The conversation around bullying came up on our ride to school recently. I mentioned that the kids might run into some of their old schoolmates at the interschool sports match later in the day. The school they were going to play at is very close to their previous one, so it was likely others from their old school could participate too.

 

That sparked memories – who might be there, and who might end up playing against them. The lastborn described one child whose name came up, simply: “He was a bully; he wasn’t my friend.” I asked more, trying to understand what this young “bully” had done to earn that label. “He was very mean from the first day he joined”. I recognised the name and remembered a couple of incidents that the school had addressed swiftly.

 

What struck me most, though, was that my 10-year-old couldn’t remember the “bad name” he’d been called by that child – though he could recall what the child had said about his friend. That gave me some comfort. I’d like to believe it means he was able to shrug it off and move on – not that he’s buried the insult so deep that it now hides somewhere in the subconscious, too painful to recall.

 

We love teachable moments

 

But the heart of my reflection today lies in what the 11-year-old added: “So-and-so was very confident to say that.” “That’s definitely not confidence,” I responded. “Confidence is a positive emotion. That was hurtful.” It opened up a conversation about why hurt people hurt people. It’s something we see every day, all over the world.

 

And the internet delivers it straight into our auras – whether it’s the daily microaggressions or the unthinkable violence and wars we’re still witnessing. In 2025. We see it on the playground, we see in it the office, we see it when we’re out socialising.

 

The wounds we pass on

 

Raising other souls is at the heart of this discussion. Its genesis lies in how we ourselves have been raised. The gravity of parenting weighs heavy.

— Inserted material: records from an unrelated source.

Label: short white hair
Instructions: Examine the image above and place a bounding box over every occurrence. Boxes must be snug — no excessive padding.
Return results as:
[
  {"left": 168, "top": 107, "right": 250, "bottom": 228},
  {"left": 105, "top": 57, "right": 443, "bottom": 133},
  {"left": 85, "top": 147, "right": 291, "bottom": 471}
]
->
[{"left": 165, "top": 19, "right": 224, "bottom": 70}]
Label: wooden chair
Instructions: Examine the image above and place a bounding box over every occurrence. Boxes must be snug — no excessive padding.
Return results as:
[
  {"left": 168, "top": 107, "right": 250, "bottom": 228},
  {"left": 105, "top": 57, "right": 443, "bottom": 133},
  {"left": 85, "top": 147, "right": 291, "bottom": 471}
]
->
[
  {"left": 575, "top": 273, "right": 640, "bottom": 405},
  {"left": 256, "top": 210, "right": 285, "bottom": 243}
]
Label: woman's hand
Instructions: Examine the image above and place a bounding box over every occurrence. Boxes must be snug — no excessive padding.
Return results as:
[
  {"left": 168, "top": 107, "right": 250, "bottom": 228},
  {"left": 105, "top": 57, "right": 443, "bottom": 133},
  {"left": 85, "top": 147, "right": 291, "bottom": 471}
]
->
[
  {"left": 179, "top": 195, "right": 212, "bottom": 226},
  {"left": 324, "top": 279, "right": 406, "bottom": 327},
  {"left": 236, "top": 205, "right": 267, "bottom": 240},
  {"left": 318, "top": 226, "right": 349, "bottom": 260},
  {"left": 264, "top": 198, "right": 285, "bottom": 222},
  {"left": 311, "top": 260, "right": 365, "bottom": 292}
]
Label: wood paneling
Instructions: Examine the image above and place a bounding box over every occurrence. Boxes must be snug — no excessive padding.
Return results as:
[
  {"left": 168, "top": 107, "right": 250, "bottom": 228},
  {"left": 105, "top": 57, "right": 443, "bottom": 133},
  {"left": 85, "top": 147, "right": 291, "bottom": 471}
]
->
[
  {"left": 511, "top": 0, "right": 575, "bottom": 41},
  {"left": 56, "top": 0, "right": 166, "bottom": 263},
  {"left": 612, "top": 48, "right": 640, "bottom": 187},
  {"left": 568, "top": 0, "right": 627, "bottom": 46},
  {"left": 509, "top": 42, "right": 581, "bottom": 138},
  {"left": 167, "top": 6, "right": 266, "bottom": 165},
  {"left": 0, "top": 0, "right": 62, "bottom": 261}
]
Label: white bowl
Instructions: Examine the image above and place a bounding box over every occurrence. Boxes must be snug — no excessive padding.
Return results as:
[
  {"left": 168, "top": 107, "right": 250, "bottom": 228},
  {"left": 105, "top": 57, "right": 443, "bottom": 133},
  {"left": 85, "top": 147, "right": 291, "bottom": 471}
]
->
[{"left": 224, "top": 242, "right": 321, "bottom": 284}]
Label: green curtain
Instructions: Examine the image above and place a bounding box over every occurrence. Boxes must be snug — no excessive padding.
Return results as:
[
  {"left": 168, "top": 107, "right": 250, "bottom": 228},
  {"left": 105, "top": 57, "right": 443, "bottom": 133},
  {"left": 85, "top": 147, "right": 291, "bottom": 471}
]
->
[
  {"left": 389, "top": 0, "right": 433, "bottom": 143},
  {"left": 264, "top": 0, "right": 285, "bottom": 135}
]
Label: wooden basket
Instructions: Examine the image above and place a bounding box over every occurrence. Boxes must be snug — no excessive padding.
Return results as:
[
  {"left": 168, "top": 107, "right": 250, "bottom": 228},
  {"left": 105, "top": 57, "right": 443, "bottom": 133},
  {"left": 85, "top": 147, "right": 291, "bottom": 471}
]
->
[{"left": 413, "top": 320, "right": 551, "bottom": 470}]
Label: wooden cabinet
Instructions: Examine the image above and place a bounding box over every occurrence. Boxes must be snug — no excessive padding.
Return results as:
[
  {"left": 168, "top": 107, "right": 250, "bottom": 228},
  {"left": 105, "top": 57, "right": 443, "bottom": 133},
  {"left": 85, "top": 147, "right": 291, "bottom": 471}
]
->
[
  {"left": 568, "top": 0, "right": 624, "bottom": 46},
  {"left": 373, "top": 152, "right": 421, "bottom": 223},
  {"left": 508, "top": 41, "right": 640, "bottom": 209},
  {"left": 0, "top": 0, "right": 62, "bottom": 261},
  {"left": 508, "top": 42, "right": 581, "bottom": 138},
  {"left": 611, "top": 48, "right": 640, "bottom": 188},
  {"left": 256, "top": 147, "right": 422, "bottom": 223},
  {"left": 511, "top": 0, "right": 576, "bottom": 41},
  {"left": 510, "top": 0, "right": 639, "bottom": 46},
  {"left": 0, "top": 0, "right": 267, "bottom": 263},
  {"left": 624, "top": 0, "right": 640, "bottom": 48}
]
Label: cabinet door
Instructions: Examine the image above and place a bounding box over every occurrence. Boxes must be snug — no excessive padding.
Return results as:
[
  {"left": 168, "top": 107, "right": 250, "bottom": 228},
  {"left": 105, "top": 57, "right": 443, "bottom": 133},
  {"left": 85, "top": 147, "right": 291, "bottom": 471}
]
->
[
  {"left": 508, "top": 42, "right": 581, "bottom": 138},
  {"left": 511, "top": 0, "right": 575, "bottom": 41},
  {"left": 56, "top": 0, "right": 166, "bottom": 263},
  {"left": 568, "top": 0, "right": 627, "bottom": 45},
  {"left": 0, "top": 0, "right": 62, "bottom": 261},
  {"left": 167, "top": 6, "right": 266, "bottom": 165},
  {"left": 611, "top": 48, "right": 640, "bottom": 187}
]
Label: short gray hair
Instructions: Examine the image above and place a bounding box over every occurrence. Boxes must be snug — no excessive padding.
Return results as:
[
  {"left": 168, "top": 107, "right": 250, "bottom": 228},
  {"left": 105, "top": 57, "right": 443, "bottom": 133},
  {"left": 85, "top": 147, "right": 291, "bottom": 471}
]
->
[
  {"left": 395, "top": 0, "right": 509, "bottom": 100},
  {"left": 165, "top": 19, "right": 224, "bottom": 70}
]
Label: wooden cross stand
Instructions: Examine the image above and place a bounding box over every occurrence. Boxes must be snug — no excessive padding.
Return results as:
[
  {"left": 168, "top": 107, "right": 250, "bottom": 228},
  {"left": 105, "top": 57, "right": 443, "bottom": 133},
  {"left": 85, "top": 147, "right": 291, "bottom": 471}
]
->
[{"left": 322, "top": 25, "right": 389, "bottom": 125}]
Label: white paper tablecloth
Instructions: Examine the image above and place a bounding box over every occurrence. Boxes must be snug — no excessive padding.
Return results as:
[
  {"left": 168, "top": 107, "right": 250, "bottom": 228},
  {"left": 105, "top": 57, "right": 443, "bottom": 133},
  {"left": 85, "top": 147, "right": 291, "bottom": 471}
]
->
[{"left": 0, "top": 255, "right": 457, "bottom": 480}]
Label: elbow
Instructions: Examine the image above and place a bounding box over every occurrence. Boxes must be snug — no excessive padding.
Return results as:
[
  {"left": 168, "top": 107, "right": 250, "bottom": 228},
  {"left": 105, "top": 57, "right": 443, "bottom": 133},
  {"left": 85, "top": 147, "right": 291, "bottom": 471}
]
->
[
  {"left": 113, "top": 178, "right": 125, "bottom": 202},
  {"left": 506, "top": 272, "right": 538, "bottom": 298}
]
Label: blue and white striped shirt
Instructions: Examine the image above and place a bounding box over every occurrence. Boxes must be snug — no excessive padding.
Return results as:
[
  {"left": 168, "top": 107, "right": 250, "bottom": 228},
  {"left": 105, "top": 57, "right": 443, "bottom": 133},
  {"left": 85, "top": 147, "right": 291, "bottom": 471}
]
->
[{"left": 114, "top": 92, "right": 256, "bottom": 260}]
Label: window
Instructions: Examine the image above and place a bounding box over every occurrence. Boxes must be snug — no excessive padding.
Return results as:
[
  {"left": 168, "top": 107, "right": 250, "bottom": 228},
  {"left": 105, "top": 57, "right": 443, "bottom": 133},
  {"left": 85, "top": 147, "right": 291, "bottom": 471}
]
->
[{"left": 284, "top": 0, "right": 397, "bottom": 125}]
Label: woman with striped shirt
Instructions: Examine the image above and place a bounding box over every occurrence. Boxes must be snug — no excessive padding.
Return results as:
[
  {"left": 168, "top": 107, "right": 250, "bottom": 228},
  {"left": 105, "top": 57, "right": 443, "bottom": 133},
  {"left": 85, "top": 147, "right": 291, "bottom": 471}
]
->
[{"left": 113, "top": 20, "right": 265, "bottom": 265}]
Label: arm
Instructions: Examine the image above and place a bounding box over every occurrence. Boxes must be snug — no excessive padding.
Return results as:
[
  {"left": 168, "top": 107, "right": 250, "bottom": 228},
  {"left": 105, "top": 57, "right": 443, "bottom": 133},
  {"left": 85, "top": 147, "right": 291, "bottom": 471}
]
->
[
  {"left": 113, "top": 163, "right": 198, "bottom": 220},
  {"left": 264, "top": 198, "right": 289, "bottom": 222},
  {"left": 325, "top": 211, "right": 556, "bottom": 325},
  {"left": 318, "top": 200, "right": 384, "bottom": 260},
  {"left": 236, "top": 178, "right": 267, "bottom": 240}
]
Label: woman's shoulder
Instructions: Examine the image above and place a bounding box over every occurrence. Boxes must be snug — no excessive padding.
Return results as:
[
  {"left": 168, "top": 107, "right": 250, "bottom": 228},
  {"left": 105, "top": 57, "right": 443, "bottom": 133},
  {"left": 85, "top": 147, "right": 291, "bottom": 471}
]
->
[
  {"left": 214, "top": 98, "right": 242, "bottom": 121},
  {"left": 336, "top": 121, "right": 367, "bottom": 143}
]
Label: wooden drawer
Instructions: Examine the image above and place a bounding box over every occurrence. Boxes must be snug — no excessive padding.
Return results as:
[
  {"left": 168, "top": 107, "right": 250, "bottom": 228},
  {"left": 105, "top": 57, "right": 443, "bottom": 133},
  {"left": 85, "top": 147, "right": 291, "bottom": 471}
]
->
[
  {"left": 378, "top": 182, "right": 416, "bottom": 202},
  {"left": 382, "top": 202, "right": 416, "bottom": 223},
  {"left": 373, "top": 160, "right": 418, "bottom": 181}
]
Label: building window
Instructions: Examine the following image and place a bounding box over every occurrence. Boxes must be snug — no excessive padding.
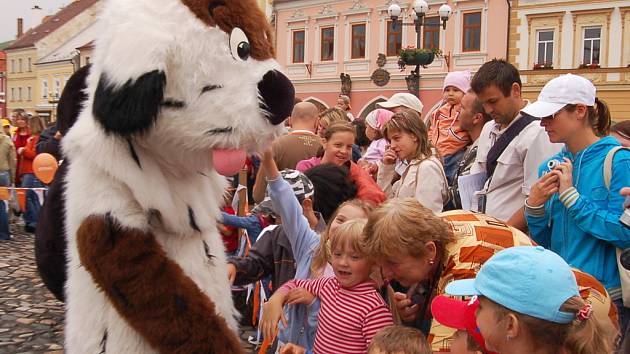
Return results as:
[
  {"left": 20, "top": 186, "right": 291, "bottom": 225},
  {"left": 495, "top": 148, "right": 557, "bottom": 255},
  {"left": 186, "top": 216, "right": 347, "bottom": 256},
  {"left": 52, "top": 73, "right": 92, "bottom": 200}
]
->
[
  {"left": 387, "top": 21, "right": 402, "bottom": 57},
  {"left": 350, "top": 23, "right": 365, "bottom": 59},
  {"left": 582, "top": 27, "right": 602, "bottom": 65},
  {"left": 321, "top": 27, "right": 335, "bottom": 61},
  {"left": 42, "top": 79, "right": 48, "bottom": 100},
  {"left": 462, "top": 12, "right": 481, "bottom": 52},
  {"left": 536, "top": 30, "right": 553, "bottom": 66},
  {"left": 296, "top": 31, "right": 305, "bottom": 63},
  {"left": 53, "top": 79, "right": 61, "bottom": 98},
  {"left": 422, "top": 17, "right": 441, "bottom": 49}
]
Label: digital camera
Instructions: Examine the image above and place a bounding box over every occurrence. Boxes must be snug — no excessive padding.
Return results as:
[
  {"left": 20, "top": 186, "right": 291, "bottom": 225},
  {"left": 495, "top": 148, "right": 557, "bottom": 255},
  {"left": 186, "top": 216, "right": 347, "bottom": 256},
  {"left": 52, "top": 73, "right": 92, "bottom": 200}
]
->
[{"left": 619, "top": 196, "right": 630, "bottom": 227}]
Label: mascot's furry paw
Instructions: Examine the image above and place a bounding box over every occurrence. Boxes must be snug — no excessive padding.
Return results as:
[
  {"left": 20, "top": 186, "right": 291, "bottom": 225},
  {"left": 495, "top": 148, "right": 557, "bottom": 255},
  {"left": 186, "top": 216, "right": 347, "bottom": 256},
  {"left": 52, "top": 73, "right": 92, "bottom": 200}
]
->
[
  {"left": 77, "top": 215, "right": 242, "bottom": 354},
  {"left": 62, "top": 0, "right": 294, "bottom": 354}
]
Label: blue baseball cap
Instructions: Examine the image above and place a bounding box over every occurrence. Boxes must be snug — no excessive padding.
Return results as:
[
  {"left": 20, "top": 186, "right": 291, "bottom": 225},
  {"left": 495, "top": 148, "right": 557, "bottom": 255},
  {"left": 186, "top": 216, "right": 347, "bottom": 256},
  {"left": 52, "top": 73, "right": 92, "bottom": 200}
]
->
[{"left": 446, "top": 246, "right": 580, "bottom": 324}]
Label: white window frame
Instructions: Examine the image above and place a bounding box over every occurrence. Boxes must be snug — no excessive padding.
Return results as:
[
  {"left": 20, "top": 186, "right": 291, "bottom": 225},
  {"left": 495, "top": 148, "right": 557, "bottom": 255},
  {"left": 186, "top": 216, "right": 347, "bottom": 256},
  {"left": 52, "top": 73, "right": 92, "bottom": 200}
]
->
[
  {"left": 535, "top": 28, "right": 556, "bottom": 65},
  {"left": 580, "top": 26, "right": 603, "bottom": 65},
  {"left": 42, "top": 79, "right": 48, "bottom": 100},
  {"left": 317, "top": 23, "right": 339, "bottom": 64},
  {"left": 53, "top": 77, "right": 61, "bottom": 98},
  {"left": 289, "top": 28, "right": 307, "bottom": 65}
]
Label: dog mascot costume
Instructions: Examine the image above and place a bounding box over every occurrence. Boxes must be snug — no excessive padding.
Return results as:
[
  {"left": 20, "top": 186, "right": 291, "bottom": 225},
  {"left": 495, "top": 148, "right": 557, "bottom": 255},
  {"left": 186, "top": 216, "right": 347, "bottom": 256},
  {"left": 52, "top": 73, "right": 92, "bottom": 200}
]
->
[{"left": 62, "top": 0, "right": 294, "bottom": 354}]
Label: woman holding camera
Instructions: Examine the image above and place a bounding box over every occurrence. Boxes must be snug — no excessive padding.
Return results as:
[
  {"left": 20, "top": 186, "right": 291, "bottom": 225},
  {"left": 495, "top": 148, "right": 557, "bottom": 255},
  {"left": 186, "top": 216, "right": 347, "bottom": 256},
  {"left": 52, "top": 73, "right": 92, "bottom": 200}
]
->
[{"left": 523, "top": 74, "right": 630, "bottom": 333}]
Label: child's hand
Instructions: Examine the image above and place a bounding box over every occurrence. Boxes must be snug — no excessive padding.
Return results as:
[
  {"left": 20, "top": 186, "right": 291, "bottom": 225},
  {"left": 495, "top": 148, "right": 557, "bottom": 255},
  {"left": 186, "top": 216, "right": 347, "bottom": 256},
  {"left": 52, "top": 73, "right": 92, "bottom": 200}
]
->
[
  {"left": 261, "top": 146, "right": 273, "bottom": 161},
  {"left": 287, "top": 288, "right": 315, "bottom": 305},
  {"left": 394, "top": 293, "right": 420, "bottom": 322},
  {"left": 383, "top": 146, "right": 398, "bottom": 165},
  {"left": 259, "top": 293, "right": 288, "bottom": 338},
  {"left": 280, "top": 343, "right": 306, "bottom": 354},
  {"left": 227, "top": 263, "right": 236, "bottom": 285},
  {"left": 527, "top": 173, "right": 559, "bottom": 207}
]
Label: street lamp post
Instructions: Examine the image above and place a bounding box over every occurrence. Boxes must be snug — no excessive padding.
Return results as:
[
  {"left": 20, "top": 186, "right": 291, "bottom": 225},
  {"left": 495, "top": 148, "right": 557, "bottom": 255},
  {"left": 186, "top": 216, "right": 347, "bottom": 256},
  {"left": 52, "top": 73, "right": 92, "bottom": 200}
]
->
[{"left": 387, "top": 0, "right": 452, "bottom": 98}]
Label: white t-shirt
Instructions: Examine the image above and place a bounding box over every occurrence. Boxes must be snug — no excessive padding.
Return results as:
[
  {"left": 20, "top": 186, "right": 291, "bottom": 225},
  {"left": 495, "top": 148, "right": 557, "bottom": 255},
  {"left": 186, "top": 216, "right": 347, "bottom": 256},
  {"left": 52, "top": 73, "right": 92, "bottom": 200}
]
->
[{"left": 471, "top": 114, "right": 563, "bottom": 221}]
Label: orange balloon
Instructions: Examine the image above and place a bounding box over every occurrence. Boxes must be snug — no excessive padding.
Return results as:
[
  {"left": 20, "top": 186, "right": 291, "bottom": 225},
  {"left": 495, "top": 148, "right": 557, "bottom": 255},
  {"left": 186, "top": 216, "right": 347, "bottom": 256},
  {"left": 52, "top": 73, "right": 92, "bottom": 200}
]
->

Each person lashing out – whether in subtle ways or explosive ones – is showing us something about their own lived experience.

 

If you’re the leader of the “first world” and you throw tantrums like a two-year-old, chances are you were never allowed to fully express yourself as a toddler – or you were emotionally neglected in those formative years.

 

You see, we can only give what we have. What we offer is shaped by what we’ve lived. You can’t give love and compassion if you don’t hold those things for yourself. You can’t be forgiving of others if you haven’t learned to be forgiving of yourself.

 

Dear heart, the next time you feel wronged – whether someone cuts in front of you in traffic, avoids eye contact, doesn’t return your text for days… or when you’re witnessing the global scale of pain: the senseless violence, the manipulation, the deceit – pause. Take a deep breath. And offer grace.

 

Because more often than not, the ones who hurt are carrying deep pain themselves. Pain so layered and unhealed that it spills out in anger, in silence, in control, in harm.

 

That’s the insight: how others behave isn’t about you. It’s not yours to carry, and it’s certainly not yours to fix. You can’t control what others do.


What you can control is how you choose to respond. With compassion. With boundaries. With clarity. And sometimes, with space. It’s Tuesday. It’s choose day. Choose you.